There was one other consideration as well: “It is very rare for me to just be able to play a love story at my age. You know, people this age go through these things all the time. Just because you get older doesn’t mean that you stop having feelings.”
The last—and only other—time that Gilbert ever appeared on a New York stage was 30 years ago when she was 23 and co-starring with Gordana Rashovich at the Westside Arts in A Shayna Maidel, Barbara Lebow’s much-admired drama about the reunion of two sisters who were brought up on two different World War II fronts. “Well,” the actress cracks glibly, “you know me and my lighthearted comedies.”

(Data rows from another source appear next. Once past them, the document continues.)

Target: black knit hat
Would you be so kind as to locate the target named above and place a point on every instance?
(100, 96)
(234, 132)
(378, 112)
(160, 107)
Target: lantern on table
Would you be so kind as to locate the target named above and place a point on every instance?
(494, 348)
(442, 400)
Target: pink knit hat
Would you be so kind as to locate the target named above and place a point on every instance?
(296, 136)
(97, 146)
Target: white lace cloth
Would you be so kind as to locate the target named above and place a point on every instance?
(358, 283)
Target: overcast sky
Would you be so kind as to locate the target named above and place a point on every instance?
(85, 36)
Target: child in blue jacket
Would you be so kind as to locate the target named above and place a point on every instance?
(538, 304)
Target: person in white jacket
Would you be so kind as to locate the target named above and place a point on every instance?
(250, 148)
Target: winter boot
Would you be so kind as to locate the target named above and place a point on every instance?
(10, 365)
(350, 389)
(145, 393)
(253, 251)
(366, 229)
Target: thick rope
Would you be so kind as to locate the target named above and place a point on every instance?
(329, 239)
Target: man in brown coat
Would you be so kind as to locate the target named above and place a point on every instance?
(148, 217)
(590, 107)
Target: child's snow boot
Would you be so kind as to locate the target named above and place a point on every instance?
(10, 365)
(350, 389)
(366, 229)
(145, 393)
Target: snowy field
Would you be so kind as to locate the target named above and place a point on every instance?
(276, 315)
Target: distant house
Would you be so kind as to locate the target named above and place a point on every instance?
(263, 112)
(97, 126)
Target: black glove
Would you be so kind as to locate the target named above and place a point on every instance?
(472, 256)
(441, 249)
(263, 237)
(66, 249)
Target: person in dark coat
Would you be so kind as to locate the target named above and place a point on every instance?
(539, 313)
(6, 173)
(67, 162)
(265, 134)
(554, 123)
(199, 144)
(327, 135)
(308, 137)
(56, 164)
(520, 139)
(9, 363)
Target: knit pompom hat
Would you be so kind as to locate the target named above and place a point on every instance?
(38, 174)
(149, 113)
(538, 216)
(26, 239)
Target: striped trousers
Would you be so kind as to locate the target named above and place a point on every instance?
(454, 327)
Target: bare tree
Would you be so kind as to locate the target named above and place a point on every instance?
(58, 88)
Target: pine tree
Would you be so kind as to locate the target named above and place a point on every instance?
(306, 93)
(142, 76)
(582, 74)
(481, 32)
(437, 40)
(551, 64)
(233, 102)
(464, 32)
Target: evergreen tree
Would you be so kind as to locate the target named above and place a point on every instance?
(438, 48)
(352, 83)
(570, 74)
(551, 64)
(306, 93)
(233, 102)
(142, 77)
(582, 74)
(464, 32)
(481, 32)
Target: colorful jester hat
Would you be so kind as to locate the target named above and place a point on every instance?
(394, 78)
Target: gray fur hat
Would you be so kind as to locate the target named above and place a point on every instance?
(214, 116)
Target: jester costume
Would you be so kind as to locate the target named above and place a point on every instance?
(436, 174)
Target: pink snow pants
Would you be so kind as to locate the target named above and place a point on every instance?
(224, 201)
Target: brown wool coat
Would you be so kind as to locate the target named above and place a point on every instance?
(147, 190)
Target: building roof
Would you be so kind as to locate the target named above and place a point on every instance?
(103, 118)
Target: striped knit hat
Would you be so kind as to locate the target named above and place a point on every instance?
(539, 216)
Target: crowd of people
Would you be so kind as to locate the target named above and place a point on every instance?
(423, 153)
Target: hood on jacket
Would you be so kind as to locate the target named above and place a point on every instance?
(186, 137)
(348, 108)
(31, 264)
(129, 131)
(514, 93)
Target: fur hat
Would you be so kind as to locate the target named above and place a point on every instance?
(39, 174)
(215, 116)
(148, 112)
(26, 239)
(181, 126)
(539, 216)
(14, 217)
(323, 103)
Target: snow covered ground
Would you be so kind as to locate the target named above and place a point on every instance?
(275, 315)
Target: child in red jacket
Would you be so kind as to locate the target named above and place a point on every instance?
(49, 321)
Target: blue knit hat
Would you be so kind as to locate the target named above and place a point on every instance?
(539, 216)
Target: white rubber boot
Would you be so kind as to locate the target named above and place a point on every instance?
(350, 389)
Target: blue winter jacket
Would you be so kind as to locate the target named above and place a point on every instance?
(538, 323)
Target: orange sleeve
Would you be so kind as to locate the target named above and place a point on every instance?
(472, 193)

Gilbert’s one shot at Broadway came in 2010, playing the mother part in a musicalized Little House on the Prairie. In the first workshop, Patrick Swayze had the Landon role but became ill and had to relinquish it to Steve Blanchard.
“We did it at the Guthrie for three months one summer, then the following year we came here, did more workshops and presented it at the Paper Mill Playhouse before taking it on the road for a year. The tour was exhausting, plus I had injured myself badly at the Paper Mill before we left and didn’t realize at the time the extent of it.”
At tour’s end in Kansas City, Mo., she learned she had been working with a broken back. “I don’t know how I did it. It was kind of a miracle, I guess.” She underwent surgery to replace a disc as well as fuse a vertebra in her lower spine. “It was a long, slow recovery, with nurses at home and a walker, but I did recover. I seem to have some sort of major spine surgery every few years. My spine is my Achilles’ heel.”
It flared up again last year and forced her to withdraw as the presumptive Democratic nominee for Michigan’s 8th congressional district where she and her husband live. Her previous taste of politics was in serving two terms (four years) as President of the Screen Actors Guild. “Union politics is just so difficult. I’ve done my time.”
Gilbert and the late Patty Duke were lifelong friends. “We lived very parallel lives. We had grown up as child actors. We both played Helen Keller. [Gilbert was an Emmy-nominated one to Duke’s Emmy-winning Anne Sullivan in 1979.] We both became SAG presidents. And we were very, very close personally. Always.”
In her long career, Gilbert seems to have been one of everything. She does summer stock (her last was Steel Magnolias at the Totem Pole Playhouse in Pennsylvania). Her Little House work got her into the Western Performers Hall of Fame at the National Cowboy & Western Heritage Museum in Oklahoma City. She wrote a short story for children called Daisy and Josephine. She does voiceovers (like, Batgirl in the 1990s Batman: The Animated Series). She dated Rob Lowe. She has danced with the stars. (Partnered by Maksim Chmerkovskiy, the experience was, she says, “not easy. It was an eye-opening, spray-can, glittery experience. I’m glad I did it, but I will never do anything like that again. It was an excruciating amount of work.”) She has battled alcoholism and drug abuse and lived to write about it in a 2009 autobiography. She cooks, and wrote about that in My Prairie Cookbook: Memories and Frontier Food from My Little House to Yours.
“I’m blessed to have a very varied career of different genres and different styles,” she admits. “It’s been fun, and it just gets more interesting as I age, which is a blessing. I would be thrilled to do more theater in New York. I’m having a blast.”